Monday, August 31, 2015

The importance of being barcoded

by Owen S. Wangensteen

When, back in 2003, Canadian biologist Paul Hebert proposed the creation of a public database of short sequences aimed at identifying biological specimens by means of just these small sequences (DNA-barcodes), he did not find the unanimous response anyone would expect nowadays. Detractors were many and they actually made a lot of scientific noise. In fact, as Laurence Packer once pointed, scientific papers published from 2004 to 2007 criticizing and opposing DNA-barcoding were more numerous (and had more citations) than papers written by the first “barcoders” who embraced the idea. Then, a miracle occurred: as the public databases grew, DNA-barcoding started to prove its utility in a myriad of forms. From long-disputed basic taxonomy issues to medico-legal forensics, passing through river ecology, agricultural sciences, control of disease outbreaks, food security or biodiversity conservation, all took advantage of DNA-barcoding in ways only a few would have dreamt of some years before.

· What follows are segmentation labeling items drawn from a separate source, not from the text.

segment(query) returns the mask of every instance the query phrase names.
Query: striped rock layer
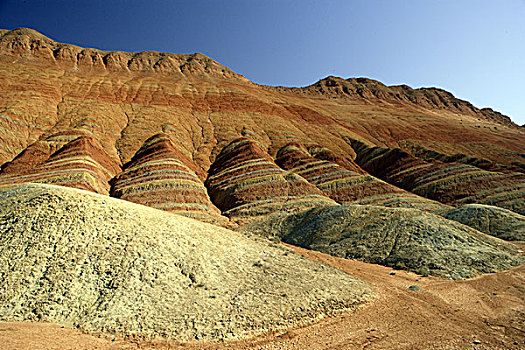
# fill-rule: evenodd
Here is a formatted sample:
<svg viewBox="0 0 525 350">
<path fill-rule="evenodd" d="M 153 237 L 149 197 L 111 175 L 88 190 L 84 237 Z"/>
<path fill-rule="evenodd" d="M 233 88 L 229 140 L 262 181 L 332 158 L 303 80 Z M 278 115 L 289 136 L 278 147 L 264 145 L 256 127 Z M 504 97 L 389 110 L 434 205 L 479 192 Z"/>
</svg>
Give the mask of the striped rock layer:
<svg viewBox="0 0 525 350">
<path fill-rule="evenodd" d="M 480 203 L 525 213 L 525 174 L 487 171 L 462 163 L 425 161 L 400 149 L 354 142 L 357 163 L 371 174 L 446 204 Z"/>
<path fill-rule="evenodd" d="M 279 168 L 255 141 L 240 138 L 218 155 L 206 180 L 210 197 L 237 222 L 278 211 L 336 203 L 297 174 Z"/>
<path fill-rule="evenodd" d="M 49 183 L 109 194 L 109 180 L 121 171 L 100 143 L 78 136 L 60 147 L 55 136 L 29 146 L 2 168 L 0 185 Z M 69 138 L 75 135 L 69 135 Z M 58 147 L 58 149 L 57 149 Z"/>
<path fill-rule="evenodd" d="M 324 151 L 325 154 L 326 152 Z M 353 168 L 359 172 L 349 170 L 340 162 L 337 164 L 316 159 L 304 146 L 297 143 L 281 148 L 277 153 L 276 163 L 283 169 L 300 175 L 340 204 L 408 207 L 426 211 L 446 207 L 381 181 L 357 165 L 353 165 Z"/>
<path fill-rule="evenodd" d="M 111 196 L 205 222 L 227 220 L 212 204 L 190 154 L 167 134 L 147 139 L 112 181 Z"/>
</svg>

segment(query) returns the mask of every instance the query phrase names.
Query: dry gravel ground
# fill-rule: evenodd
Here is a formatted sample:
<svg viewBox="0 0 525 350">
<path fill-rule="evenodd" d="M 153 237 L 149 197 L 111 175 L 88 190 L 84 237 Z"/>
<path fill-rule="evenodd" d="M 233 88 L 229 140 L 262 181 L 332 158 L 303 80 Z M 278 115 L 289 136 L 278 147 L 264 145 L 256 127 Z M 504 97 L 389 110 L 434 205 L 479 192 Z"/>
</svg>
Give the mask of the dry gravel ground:
<svg viewBox="0 0 525 350">
<path fill-rule="evenodd" d="M 5 349 L 523 349 L 525 266 L 464 281 L 294 248 L 369 281 L 379 298 L 306 327 L 222 343 L 99 338 L 45 323 L 0 323 Z M 391 275 L 395 272 L 395 275 Z M 411 285 L 420 291 L 408 289 Z M 479 344 L 476 344 L 478 343 Z"/>
<path fill-rule="evenodd" d="M 3 321 L 217 340 L 371 297 L 367 283 L 268 240 L 77 189 L 0 190 Z"/>
</svg>

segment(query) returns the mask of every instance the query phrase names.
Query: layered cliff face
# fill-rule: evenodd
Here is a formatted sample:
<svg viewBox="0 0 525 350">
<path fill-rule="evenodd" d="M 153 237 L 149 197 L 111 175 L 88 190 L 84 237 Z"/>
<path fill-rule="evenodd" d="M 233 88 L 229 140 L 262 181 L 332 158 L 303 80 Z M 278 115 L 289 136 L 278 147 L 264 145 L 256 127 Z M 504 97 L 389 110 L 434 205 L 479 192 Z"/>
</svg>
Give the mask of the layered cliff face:
<svg viewBox="0 0 525 350">
<path fill-rule="evenodd" d="M 0 185 L 37 182 L 109 194 L 121 169 L 92 137 L 80 136 L 52 153 L 53 142 L 37 141 L 6 164 Z"/>
<path fill-rule="evenodd" d="M 336 205 L 301 176 L 279 168 L 254 141 L 234 140 L 222 150 L 206 180 L 213 202 L 246 222 L 275 212 Z"/>
<path fill-rule="evenodd" d="M 525 174 L 495 172 L 462 163 L 425 161 L 400 149 L 355 142 L 357 162 L 396 186 L 442 203 L 490 204 L 525 214 Z"/>
<path fill-rule="evenodd" d="M 214 223 L 348 203 L 523 211 L 524 131 L 440 89 L 261 86 L 201 54 L 105 52 L 31 29 L 0 32 L 0 83 L 2 184 Z M 359 142 L 404 153 L 376 161 Z"/>
<path fill-rule="evenodd" d="M 340 204 L 370 204 L 408 207 L 425 211 L 442 209 L 439 202 L 417 196 L 381 181 L 363 170 L 351 171 L 337 163 L 314 158 L 303 146 L 289 144 L 279 150 L 276 162 L 282 168 L 302 176 Z"/>
<path fill-rule="evenodd" d="M 525 131 L 446 91 L 30 29 L 0 30 L 0 86 L 0 320 L 220 340 L 371 297 L 266 238 L 449 278 L 523 262 L 499 238 L 523 239 Z"/>
<path fill-rule="evenodd" d="M 225 218 L 211 203 L 201 180 L 204 174 L 186 152 L 166 134 L 152 136 L 112 181 L 111 196 L 210 223 L 224 223 Z"/>
</svg>

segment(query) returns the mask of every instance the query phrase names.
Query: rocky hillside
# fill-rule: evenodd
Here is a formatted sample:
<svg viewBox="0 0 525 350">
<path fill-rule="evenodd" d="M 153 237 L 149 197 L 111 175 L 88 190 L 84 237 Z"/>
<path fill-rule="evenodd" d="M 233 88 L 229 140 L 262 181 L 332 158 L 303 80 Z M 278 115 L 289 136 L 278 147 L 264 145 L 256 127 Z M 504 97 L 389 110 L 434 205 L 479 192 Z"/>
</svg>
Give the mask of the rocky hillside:
<svg viewBox="0 0 525 350">
<path fill-rule="evenodd" d="M 370 286 L 268 241 L 50 185 L 0 193 L 0 319 L 177 340 L 310 322 Z"/>
<path fill-rule="evenodd" d="M 31 29 L 0 30 L 0 86 L 1 320 L 225 339 L 370 298 L 266 238 L 454 279 L 523 261 L 525 131 L 449 92 Z"/>
</svg>

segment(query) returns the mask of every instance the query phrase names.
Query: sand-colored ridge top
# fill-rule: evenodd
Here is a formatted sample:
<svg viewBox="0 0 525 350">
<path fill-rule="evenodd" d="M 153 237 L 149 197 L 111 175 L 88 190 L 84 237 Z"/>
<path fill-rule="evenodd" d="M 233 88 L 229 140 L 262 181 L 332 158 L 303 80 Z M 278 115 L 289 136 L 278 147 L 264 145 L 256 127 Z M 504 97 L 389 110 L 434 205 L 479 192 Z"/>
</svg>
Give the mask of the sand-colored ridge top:
<svg viewBox="0 0 525 350">
<path fill-rule="evenodd" d="M 40 184 L 0 187 L 0 286 L 2 320 L 173 340 L 244 337 L 372 296 L 269 241 Z"/>
</svg>

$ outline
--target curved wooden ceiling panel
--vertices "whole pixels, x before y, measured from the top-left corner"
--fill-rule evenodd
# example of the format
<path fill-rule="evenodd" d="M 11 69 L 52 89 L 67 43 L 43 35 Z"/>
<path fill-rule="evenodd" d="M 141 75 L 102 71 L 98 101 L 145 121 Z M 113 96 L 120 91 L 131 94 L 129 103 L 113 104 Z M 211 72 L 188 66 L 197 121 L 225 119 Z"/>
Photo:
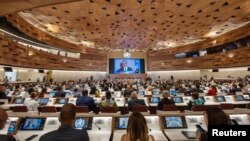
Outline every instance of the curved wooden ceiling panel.
<path fill-rule="evenodd" d="M 249 0 L 88 0 L 19 14 L 72 49 L 147 51 L 213 40 L 250 23 L 249 7 Z"/>
<path fill-rule="evenodd" d="M 25 9 L 73 1 L 77 0 L 2 0 L 0 1 L 0 16 Z"/>

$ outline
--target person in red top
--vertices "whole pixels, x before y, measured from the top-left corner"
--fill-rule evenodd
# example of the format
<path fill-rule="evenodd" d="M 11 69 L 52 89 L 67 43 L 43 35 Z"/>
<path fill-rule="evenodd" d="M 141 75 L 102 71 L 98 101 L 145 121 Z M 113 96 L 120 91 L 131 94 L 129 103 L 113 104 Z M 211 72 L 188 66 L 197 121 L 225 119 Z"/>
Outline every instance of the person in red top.
<path fill-rule="evenodd" d="M 211 88 L 208 90 L 208 96 L 215 96 L 217 95 L 217 88 L 215 85 L 212 85 Z"/>

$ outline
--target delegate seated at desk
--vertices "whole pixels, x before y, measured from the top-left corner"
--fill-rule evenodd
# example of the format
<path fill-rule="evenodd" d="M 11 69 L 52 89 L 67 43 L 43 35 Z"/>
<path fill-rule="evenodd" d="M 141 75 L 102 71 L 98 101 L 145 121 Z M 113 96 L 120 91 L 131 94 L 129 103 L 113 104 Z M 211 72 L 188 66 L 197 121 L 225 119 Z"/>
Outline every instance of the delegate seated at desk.
<path fill-rule="evenodd" d="M 24 129 L 39 129 L 41 121 L 37 119 L 27 119 Z"/>
<path fill-rule="evenodd" d="M 116 70 L 117 74 L 132 72 L 133 69 L 127 66 L 128 62 L 126 60 L 121 61 L 120 68 Z"/>
<path fill-rule="evenodd" d="M 167 120 L 167 126 L 168 127 L 182 127 L 182 122 L 180 119 L 177 119 L 176 117 L 169 117 Z"/>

The reticences were mainly based in some false concerns and a few ancestral fears. Morphological taxonomists argued that no small-sequence could replace their meticulous, morphological observations and thorough interpretations, while internally fearing to lose their jobs. Geneticists argued that genomes were way too complex to be reduced to just a three-hundred base-pairs sequence. Ecologists thought that molecular methods were too expensive and beyond their field of expertise. All of them were basically wrong.

DNA-barcoding does not plan (and is never going) to replace taxonomists. At its best, DNA-barcoding is meant to replace traditional identification keys (which were probably bound to disappear anyway!). Identification keys are usually a nightmare even for expert taxonomists and are completely useless for specious groups including thousands or tens of thousands of species. DNA-barcoding will only facilitate the work of taxonomists, which are still needed (in fact, more needed than ever) for identifying problematic specimens. Given the estimations for the global number of species and the current description rate of new species, we will need taxonomists, at least, for the next 500 years, or probably much longer. This is more than most scientists working in other areas of knowledge could bet.

It is true that genomes of non-model organisms are large, complex, gigantic monsters waiting to be tamed. But the fact is that all you need for unambiguously identify the species where a specimen belongs is a fragment of just a few hundreds base-pairs of a highly variable genomic region (in most cases, just 200 base-pairs will do!). Mitochondrial DNA (and, specifically, the cytochrome oxidase I gene, COI) has proven its power to achieve this task in many groups of organisms (including animals; other genes are most used for green plants or fungi). If you need your sequences just for identification purposes, all you need is to sequence but 200 base-pairs of COI. Fast and easy.

And unexpensive. Sequencing costs have done nothing but plummeting over the last three decades and they are predicted to keep decreasing in a month-to-month basis. Astounding sequencing technologies that grew up under the big umbrella of Human Genome Project have already arrived to average-sized laboratories. Nowadays, DNA-barcoding of an unknown specimen is something that a freshman biology student could perform during his/her first lab course. Costs and complexity are no longer valid excuses.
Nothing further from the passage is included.